Abstract
As cannabinoid CB2 receptors (CB2R) possess various pharmacological effects—including anti-epilepsy, analgesia, anti-inflammation, anti-fibrosis, and regulation of bone metabolism—without the psychoactive side effects induced by cannabinoid CB1R activation, they have become the focus of research and development of new target drugs in recent years. The present study was intended to (1) establish a double luciferase screening system for a CB2R modulator; (2) validate the agonistic activities of the screened compounds on CB2R by determining cAMP accumulation using HEK293 cells that are stably expressing CB2R; (3) predict the binding affinity between ligands and CB2 receptors and characterize the binding modes using molecular docking; (4) analyze the CB2 receptors–ligand complex stability, conformational behavior, and interaction using molecular dynamics; and (5) evaluate the regulatory effects of the screened compounds on bone metabolism in osteoblasts and osteoclasts. The results demonstrated that the screening system had good stability and was able to screen cannabinoid CB2R modulators from botanical compounds. Altogether, nine CB2R agonists were identified by screening from 69 botanical compounds, and these CB2R agonists exhibited remarkable inhibitory effects on cAMP accumulation and good affinity to CB2R, as evidenced by the molecular docking and molecular dynamics. Five of the nine CB2R agonists could stimulate osteoblastic bone formation and inhibit osteoclastic bone resorption. All these findings may provide useful clues for the development of novel anti-osteoporotic drugs and help elucidate the mechanism underlying the biological activities of CB2R agonists identified from the botanical materials.
Highlights
Cannabis sativa has been used to relieve pain and insomnia since prehistoric EurasiaAfrica [1]

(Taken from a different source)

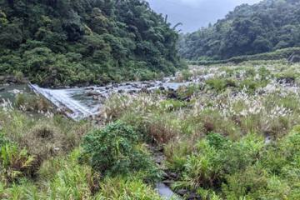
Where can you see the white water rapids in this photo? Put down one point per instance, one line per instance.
(80, 103)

To rapidly and efficiently identify drugs that may act as CB2 receptors (CB2R) agonists, we developed a double luciferase screening system to screen CB2R agonists from 69 botanical compounds; evaluated their agonistic activity on CB2R using cyclic adenosine monophosphate (cAMP) levels, molecular docking, and molecular dynamics simulations; and further verified their anti-osteoporotic activities on osteoblasts and osteoclasts, hoping that the results could provide novel clues for discovering anti-osteoporotic drugs
We evaluated the regulatory effect of the screened botanical compounds on osteoblasts and osteoclasts and found that dihydromethysticin, desmethoxyyangonin, flavokawain A, echinatin, mangiferin, and 11-keto-beta-boswellic acid could improve the bone formation of osteoblasts, as evidenced by the proliferation, alkaline phosphatase (ALP) activities, and mineralization of the bone matrix, and desmethoxyyangonin, flavokawain A, echinatin, mangiferin, and11keto-beta-boswellic acid suppressed the bone resorption of the osteoclasts, as revealed by the tartrate resistant acid phosphatase (TRAP) activities and morphologic characteristics of the F-actin ring of osteoclasts
Summary
Cannabis sativa has been used to relieve pain and insomnia since prehistoric EurasiaAfrica [1]. More than 120 cannabinoids have been isolated and identified from this plant and intensively studied for their utility in the treatment of chronic and acute pain, epilepsy and anxiety, and modulation of appetite [2,3,4]. The effects of these cannabinoids are thought to be mediated mainly by type 1 and 2 cannabinoid receptors (CB1R and CB2R), as well as other G protein-coupled receptors (GPCRs) [5]. Drugs that solely target CB2R may be able to abrogate these negative side effects [12]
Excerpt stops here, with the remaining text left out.